Even if one of these conditions is satisfied, there's unlikely to be a convenient formula for the solutions, but it should be possible to obtain good approximations to them by a numerical algorithm, such as the Newton-Raphson method, for instance. When the system of equations is overdetermined $\big($that is, $\ TR>T+2R+1\ $, and all the equations are $\text{used}\big)$, it will, in practice, have no exact solution anyway, because imprecision in the measurements of $\ a_{ir}\ $ means that the values we have for them are only approximations.

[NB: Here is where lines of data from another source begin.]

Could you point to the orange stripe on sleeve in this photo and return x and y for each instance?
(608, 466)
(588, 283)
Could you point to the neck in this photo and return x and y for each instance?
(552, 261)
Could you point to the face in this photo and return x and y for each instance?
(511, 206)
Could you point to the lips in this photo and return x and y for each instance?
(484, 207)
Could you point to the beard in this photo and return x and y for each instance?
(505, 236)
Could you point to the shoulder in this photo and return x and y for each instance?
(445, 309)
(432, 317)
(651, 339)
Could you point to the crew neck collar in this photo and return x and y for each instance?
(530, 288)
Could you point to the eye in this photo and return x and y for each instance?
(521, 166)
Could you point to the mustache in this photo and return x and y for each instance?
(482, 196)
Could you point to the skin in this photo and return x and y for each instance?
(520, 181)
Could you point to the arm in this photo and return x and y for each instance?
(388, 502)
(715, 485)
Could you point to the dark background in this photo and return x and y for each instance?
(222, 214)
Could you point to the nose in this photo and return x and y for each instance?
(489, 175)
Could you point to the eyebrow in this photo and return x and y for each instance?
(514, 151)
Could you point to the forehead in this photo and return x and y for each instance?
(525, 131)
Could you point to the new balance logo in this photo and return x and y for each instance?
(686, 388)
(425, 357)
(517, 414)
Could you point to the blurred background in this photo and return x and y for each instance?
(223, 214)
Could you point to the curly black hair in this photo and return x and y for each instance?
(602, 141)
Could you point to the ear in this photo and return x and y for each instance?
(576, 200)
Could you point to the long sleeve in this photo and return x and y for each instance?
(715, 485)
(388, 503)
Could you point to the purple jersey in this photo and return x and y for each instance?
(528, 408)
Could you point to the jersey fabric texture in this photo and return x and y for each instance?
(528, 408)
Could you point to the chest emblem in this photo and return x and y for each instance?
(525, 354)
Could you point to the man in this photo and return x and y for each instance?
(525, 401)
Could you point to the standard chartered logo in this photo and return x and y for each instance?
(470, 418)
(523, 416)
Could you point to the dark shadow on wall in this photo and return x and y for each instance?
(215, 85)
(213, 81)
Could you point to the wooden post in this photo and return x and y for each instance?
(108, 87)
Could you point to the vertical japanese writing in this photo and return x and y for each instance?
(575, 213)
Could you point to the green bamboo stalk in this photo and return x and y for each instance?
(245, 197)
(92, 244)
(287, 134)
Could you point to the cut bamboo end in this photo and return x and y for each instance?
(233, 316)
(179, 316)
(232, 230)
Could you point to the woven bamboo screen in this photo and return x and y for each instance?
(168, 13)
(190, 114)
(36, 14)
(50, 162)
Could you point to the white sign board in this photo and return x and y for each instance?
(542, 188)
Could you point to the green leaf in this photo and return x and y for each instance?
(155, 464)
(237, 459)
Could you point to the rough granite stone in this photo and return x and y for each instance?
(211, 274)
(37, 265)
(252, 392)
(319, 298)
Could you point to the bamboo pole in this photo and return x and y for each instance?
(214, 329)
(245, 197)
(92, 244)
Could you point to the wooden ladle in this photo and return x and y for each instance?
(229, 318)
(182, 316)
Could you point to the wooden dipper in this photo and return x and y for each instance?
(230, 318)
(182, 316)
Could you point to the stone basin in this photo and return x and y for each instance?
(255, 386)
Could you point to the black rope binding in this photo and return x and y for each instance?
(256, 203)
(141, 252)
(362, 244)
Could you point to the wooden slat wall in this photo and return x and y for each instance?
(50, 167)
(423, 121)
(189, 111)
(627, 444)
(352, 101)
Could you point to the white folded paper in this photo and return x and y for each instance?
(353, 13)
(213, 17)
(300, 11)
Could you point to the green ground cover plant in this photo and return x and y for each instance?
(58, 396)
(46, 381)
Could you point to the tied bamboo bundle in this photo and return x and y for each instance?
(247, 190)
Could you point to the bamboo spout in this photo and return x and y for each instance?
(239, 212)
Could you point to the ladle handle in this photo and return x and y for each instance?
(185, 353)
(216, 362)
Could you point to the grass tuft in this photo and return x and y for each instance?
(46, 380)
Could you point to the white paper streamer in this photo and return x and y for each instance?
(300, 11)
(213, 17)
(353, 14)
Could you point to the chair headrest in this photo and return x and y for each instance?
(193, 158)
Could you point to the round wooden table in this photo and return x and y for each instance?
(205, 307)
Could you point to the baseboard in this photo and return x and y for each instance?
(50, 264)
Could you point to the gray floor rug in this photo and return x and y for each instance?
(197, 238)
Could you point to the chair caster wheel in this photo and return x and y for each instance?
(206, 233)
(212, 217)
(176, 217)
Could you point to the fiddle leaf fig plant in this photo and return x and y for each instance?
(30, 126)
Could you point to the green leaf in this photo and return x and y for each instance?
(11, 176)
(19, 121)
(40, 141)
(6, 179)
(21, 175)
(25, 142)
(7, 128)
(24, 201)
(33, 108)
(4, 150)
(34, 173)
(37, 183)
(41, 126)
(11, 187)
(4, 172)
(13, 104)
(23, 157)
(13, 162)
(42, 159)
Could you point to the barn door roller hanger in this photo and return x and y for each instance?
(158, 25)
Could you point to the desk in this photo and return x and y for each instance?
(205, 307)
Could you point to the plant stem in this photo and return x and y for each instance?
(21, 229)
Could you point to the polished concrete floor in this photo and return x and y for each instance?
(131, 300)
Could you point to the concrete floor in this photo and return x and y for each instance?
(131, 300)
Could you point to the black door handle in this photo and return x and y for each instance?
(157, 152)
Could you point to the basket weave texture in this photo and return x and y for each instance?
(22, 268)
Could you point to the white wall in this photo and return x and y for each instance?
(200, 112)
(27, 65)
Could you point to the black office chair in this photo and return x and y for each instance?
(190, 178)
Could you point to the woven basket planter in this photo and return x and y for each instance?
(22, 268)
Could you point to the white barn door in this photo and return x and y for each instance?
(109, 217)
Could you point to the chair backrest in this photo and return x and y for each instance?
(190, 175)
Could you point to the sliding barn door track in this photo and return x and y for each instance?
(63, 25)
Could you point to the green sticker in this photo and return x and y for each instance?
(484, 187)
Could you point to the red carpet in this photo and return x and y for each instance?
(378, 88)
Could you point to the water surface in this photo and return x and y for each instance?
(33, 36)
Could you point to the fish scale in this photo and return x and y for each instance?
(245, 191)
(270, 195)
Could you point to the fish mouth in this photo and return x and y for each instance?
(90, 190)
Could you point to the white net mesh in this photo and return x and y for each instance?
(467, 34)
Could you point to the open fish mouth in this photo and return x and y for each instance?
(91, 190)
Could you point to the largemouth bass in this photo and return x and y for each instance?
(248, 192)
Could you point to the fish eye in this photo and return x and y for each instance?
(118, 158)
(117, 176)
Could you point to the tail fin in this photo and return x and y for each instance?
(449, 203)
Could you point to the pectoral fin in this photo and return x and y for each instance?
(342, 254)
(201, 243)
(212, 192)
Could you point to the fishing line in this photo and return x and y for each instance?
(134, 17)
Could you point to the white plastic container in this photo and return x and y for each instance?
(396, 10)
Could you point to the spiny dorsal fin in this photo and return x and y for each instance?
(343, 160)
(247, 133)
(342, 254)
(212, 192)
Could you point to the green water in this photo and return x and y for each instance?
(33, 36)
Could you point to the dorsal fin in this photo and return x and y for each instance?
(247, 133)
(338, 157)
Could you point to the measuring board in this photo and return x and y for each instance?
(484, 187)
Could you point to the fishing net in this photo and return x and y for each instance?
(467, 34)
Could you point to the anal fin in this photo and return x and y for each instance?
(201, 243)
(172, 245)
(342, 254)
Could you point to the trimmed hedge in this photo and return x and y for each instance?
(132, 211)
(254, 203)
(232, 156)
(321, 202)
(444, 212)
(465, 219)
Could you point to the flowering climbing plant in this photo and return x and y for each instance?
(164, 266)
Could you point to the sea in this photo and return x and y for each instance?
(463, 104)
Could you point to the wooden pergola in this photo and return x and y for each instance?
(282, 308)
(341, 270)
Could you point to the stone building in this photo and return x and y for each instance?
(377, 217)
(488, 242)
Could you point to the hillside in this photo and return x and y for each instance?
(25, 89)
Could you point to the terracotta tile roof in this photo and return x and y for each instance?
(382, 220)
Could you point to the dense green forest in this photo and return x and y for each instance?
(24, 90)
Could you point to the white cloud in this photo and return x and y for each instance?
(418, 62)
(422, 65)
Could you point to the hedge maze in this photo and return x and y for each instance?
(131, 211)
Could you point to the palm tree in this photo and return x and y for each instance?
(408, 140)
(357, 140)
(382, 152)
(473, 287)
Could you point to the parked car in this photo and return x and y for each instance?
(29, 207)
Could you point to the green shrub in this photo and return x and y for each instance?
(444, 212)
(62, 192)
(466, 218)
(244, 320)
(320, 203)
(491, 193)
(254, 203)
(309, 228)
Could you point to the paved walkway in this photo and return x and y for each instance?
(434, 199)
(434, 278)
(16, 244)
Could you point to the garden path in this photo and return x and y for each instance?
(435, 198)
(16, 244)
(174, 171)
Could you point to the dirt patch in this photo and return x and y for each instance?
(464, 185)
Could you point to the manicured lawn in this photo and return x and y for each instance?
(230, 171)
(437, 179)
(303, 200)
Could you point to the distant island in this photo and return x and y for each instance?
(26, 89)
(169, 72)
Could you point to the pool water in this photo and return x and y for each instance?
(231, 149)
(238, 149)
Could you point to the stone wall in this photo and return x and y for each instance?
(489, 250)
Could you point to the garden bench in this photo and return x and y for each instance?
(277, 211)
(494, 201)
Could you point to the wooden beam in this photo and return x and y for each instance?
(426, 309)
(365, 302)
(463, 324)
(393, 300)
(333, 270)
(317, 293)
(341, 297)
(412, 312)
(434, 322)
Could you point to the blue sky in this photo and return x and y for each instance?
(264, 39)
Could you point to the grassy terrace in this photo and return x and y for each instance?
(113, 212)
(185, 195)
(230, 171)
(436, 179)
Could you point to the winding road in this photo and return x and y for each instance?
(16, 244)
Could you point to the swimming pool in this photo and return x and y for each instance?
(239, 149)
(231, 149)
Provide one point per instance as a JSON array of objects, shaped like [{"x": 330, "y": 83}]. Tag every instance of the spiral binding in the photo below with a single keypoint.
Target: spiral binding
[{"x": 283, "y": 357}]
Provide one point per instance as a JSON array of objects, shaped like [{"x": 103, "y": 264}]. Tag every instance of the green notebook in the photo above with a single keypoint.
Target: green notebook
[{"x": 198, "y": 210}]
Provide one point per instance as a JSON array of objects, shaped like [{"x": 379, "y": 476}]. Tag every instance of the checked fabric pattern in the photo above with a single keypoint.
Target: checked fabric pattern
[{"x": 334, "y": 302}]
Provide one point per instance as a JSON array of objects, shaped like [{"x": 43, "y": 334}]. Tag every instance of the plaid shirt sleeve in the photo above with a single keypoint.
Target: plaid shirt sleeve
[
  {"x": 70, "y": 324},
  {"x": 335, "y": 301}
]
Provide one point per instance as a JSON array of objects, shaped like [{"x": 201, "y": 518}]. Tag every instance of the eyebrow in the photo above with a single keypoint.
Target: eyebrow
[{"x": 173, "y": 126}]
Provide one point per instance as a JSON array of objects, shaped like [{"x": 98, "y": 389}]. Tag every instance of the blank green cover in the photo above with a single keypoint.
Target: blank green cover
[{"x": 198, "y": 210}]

In this case, the Newton-Raphson method will find the values of the unknown quantities that minimise the sum of squares $$ \sum_{i=1}^T\sum_{r=1}^R\Big(c^2\big(a_{ir}-t_i\big)^2-\big\|\big(t_i-t_1\big)\mathbf{v}+\mathbf{x}_0-\mathbf{p}_r\big\|^2\Big)^2\ . $$ Once we have determined the values of all the unknown quantities, we can obtain the speed of the transmitter by taking the square root of $\ \|\mathbf{v}\|^2\ $, and we can try to use the now known values of $\ \|\mathbf{v}\|,$$\,\big\|\mathbf{x}_0-\mathbf{p}_r\big\|^2$ and $\ \big\langle\mathbf{v},\mathbf{x}_0-\mathbf{p}_r\big\rangle\ $ to recover possible values for $\ \mathbf{x}_0\ $ and $\ \mathbf{v}\ $.
However, when $\ R=2\ $, and $\ U:\mathbb{R}^3\rightarrow\mathbb{R}^3\ $ is any rotation about the line through $\ \mathbf{p}_1\ $ and $\ \mathbf{p}_2\ $, then $\ U(\mathbf{x})=\mathbf{u}_0+\Theta\,\mathbf{x}\ $ for some orthogonal matrix $\ \Theta\ $ with $\ \mathbf{p}_r-\Theta\mathbf{p}_r=\mathbf{u}_0\ $ for $\ r=1,2\ $ $\big($because $\ U(\mathbf{p})=\mathbf{p}\ $ for all points $\ \mathbf{p}\ $ lying on the line through $\ \mathbf{p}_1\ $ and $\ \mathbf{p}_2\ \big)$, and \begin{align} \big\|\big(t_i-t_1\big)\mathbf{v}+\mathbf{x}_0-\mathbf{p}_r\big\|&=\big\|\Theta\big(\big(t_i-t_1\big)\mathbf{v}+\mathbf{x}_0-\mathbf{p}_r\big)\big\|\\ &=\big\|\big(t_i-t_1\big)\Theta\mathbf{v}+\Theta\mathbf{x}_0-\Theta\mathbf{p}_r\big\|\\ &=\big\|\big(t_i-t_1\big)\Theta\mathbf{v}+\Theta\mathbf{x}_0+\mathbf{u}_0-\mathbf{p}_r\big\|\ . \end{align} Thus, if $\ \mathbf{v}\ $,$\ \mathbf{x}_0\ $ and $\ t_i\ $, $\ i=1,2,\dots,T\ $, is any solution for the system of equations $(1)$, then so is $\ \mathbf{v}'=\Theta\,\mathbf{v}\ $, $\ \mathbf{x}_0'=\Theta\,\mathbf{x}_0+\mathbf{u}_0\ $ and $\ t_i\ $, $\ i=$$1,2,$$\dots,T\ $. Thus, with only two receivers it's impossible to recover $\ \mathbf{v}\ $ or $\ \mathbf{x}_0\ $ completely. Nevertheless, with a sufficient number of received pulses, the speed $\ \|\mathbf{v}\|\ $ of the receiver should still be uniquely determined.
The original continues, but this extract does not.